The June report on consumer price inflation confirms that the Fed is far behind the curve and carries several important messages to investors:
Consumer price inflation is broad and shows few signs of slowing.
Wage costs are much more critical to inflation than commodities.
High inventory levels at a few large retailers are not representative of the entire economy, nor are they producing discounts on a wide range of products.
The risk of a hard landing grows daily as the Fed needs to do much more to quell inflation.
In June, consumer prices rose 1.3% from May and increased 9.1% in the past twelve months. The last time consumer prices topped 9% for twelve months was in 1981.
Roughly half of the price increase stemmed from higher prices for food and energy. The core price index, or total consumer prices less food and energy, rose 0.7% and increased 5.9% in the last twelve months.

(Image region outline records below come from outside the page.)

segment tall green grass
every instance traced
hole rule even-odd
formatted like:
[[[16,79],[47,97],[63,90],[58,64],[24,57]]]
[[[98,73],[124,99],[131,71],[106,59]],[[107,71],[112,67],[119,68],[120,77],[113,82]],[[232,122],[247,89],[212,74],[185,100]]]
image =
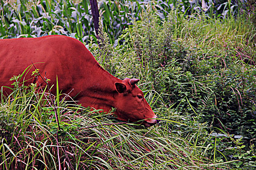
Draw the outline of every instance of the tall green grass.
[[[58,91],[51,101],[46,88],[16,85],[1,96],[0,169],[254,169],[253,23],[236,13],[221,19],[214,11],[184,14],[175,0],[126,2],[100,4],[99,45],[88,1],[1,0],[1,37],[58,34],[88,41],[111,74],[141,80],[160,123],[120,122],[63,102]],[[219,10],[231,10],[229,2]]]
[[[198,140],[198,136],[206,132],[202,124],[188,128],[193,132],[192,136],[187,135],[189,132],[175,132],[174,125],[188,125],[169,119],[171,117],[162,119],[160,125],[146,129],[117,121],[109,114],[58,102],[61,97],[59,94],[52,103],[46,88],[23,88],[17,86],[15,97],[10,96],[1,102],[0,169],[228,167],[228,162],[212,161],[211,152],[216,144],[209,146],[207,142],[212,136]],[[35,92],[38,90],[41,92]],[[176,117],[182,119],[177,115],[173,118]]]

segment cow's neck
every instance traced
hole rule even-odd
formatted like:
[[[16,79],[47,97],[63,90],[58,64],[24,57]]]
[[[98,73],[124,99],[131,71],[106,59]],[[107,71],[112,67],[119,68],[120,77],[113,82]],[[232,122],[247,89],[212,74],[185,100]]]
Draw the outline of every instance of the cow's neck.
[[[112,76],[102,68],[99,66],[94,70],[94,74],[90,76],[90,80],[85,90],[82,92],[83,97],[80,99],[81,103],[95,108],[103,109],[108,112],[112,107],[116,107],[115,96],[118,95],[115,87],[115,82],[121,81]]]

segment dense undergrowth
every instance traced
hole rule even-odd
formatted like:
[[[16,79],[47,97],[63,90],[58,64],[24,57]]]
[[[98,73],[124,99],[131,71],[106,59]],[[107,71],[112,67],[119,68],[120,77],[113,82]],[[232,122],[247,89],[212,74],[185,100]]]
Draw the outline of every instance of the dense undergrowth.
[[[13,27],[1,25],[1,36],[58,34],[86,40],[86,47],[112,74],[141,80],[139,87],[160,123],[147,129],[119,122],[110,114],[62,101],[59,94],[51,102],[46,89],[33,85],[16,86],[12,95],[1,98],[0,170],[255,169],[256,31],[248,16],[236,16],[236,11],[219,18],[216,17],[224,12],[217,11],[212,18],[211,8],[200,14],[190,10],[187,16],[175,9],[162,17],[156,5],[145,5],[134,14],[139,17],[124,22],[130,23],[125,28],[114,28],[122,22],[121,15],[117,23],[118,15],[110,17],[112,31],[103,20],[99,46],[94,35],[93,35],[91,24],[80,20],[90,14],[79,11],[86,9],[88,1],[65,1],[66,5],[55,6],[55,1],[42,5],[42,10],[55,12],[48,17],[38,16],[31,25],[30,19],[20,22],[26,21],[24,13],[36,15],[31,12],[33,6],[22,13],[18,7],[20,19]],[[43,2],[47,1],[36,6],[39,14]],[[107,2],[114,8],[109,9],[118,6]],[[138,8],[143,3],[137,4]],[[224,5],[219,9],[228,8]],[[105,10],[103,19],[111,16]],[[59,13],[62,17],[56,18]],[[82,36],[76,16],[87,23],[86,29],[81,27]],[[38,32],[33,30],[39,27],[36,23],[42,24]],[[66,25],[60,27],[60,23]]]

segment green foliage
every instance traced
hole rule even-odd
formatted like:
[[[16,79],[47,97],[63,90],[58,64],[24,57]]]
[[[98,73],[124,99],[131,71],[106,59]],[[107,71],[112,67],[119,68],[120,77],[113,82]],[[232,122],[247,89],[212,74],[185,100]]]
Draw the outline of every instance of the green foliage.
[[[214,162],[237,160],[232,163],[235,168],[253,169],[256,58],[251,37],[256,30],[242,17],[221,21],[203,16],[197,20],[173,11],[161,22],[156,15],[147,13],[125,30],[116,47],[110,44],[108,47],[93,47],[90,51],[97,56],[101,54],[96,49],[111,49],[108,51],[111,68],[98,60],[110,71],[133,67],[129,74],[112,73],[121,78],[132,75],[146,82],[139,86],[148,89],[148,101],[158,117],[173,120],[176,113],[177,121],[187,125],[173,128],[172,132],[189,132],[190,126],[205,123],[217,127],[208,129],[215,137],[207,142],[209,147],[216,143],[211,148],[216,150],[211,156]],[[108,41],[102,37],[105,43]],[[185,134],[188,137],[196,135]]]
[[[189,128],[196,135],[177,130],[179,126],[187,125],[171,119],[165,119],[161,126],[146,129],[117,122],[111,113],[100,113],[58,102],[62,96],[58,93],[52,103],[45,90],[39,88],[34,93],[27,88],[15,87],[13,94],[18,95],[1,103],[0,169],[228,167],[228,162],[212,163],[211,151],[216,146],[209,147],[206,142],[212,137],[198,138],[202,133],[207,134],[202,124],[197,129]],[[172,116],[177,120],[182,119],[177,115]],[[177,126],[172,128],[177,132],[170,128],[173,124]]]
[[[0,37],[87,41],[110,73],[140,79],[160,120],[148,129],[119,122],[59,91],[51,101],[46,88],[14,76],[13,93],[1,93],[0,169],[255,169],[253,9],[238,15],[242,4],[233,0],[205,0],[206,8],[193,0],[101,1],[98,44],[88,0],[0,0]]]
[[[39,37],[63,34],[87,41],[96,41],[89,0],[4,0],[0,3],[0,37]],[[173,8],[192,17],[195,13],[210,18],[236,16],[245,7],[242,1],[197,0],[100,0],[103,28],[111,44],[133,21],[149,10],[164,19]],[[248,3],[249,4],[249,3]],[[245,9],[244,9],[245,10]]]

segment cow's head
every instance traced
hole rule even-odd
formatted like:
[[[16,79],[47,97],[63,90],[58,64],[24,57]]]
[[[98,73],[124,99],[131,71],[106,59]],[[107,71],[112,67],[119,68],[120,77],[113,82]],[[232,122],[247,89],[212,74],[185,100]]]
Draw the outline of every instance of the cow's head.
[[[139,81],[125,78],[121,83],[115,83],[118,92],[116,114],[121,120],[135,122],[145,119],[142,124],[149,127],[157,123],[157,117],[145,100],[142,91],[136,85]]]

That was slightly less than the 6%-plus readings of the past five months.
Yet, another broad price index made a new high in June. Consumer prices less food, energy, shelter, and used cars, rose 0.7% in June and increased 6.1% in the past twelve months, a new cycle high. This price index removes more noise from supply shortages and the controversial way of measuring housing costs.
There has been much talk, if not hope, that the high and rising inventory levels at a few major retailers (e.g., Target and Wal-Mart) and falling commodity prices would begin to restrain consumer price inflation for various goods. Yet, the June CPI throws cold water on those views, especially those waiting for product discounts to hold down inflation pressures.
In June, prices for home furnishings, which includes appliances and furniture, rose 0.5%, well above the 0.1% increase in May. Also, apparel prices rose 0.8% last month, up from 0.7% in May and the most significant monthly rise since January. Relatively large price increase for these goods provides hard evidence that wage costs are a much more substantial part of a firm's cost structure than commodity prices and that inventory levels at a few retailers are not always representative of the entire economy.
Even if inflation for these items begins to subside in the coming months, the impact of core inflation will be small and overwhelmed by rising housing costs. The combined weight for home furnishing and apparel is 6% versus 32% for shelter. Shelter costs have risen 5.7% in the past twelve months and should accelerate to nearly 7% in the next year.
The bottom line is that the Fed's fight against inflation is still in its early innings. Fed funds, pegged at 1.5% to 1.75% now, will have to at least double by year-end for the Fed to have a chance to cut core inflation in half in 2023.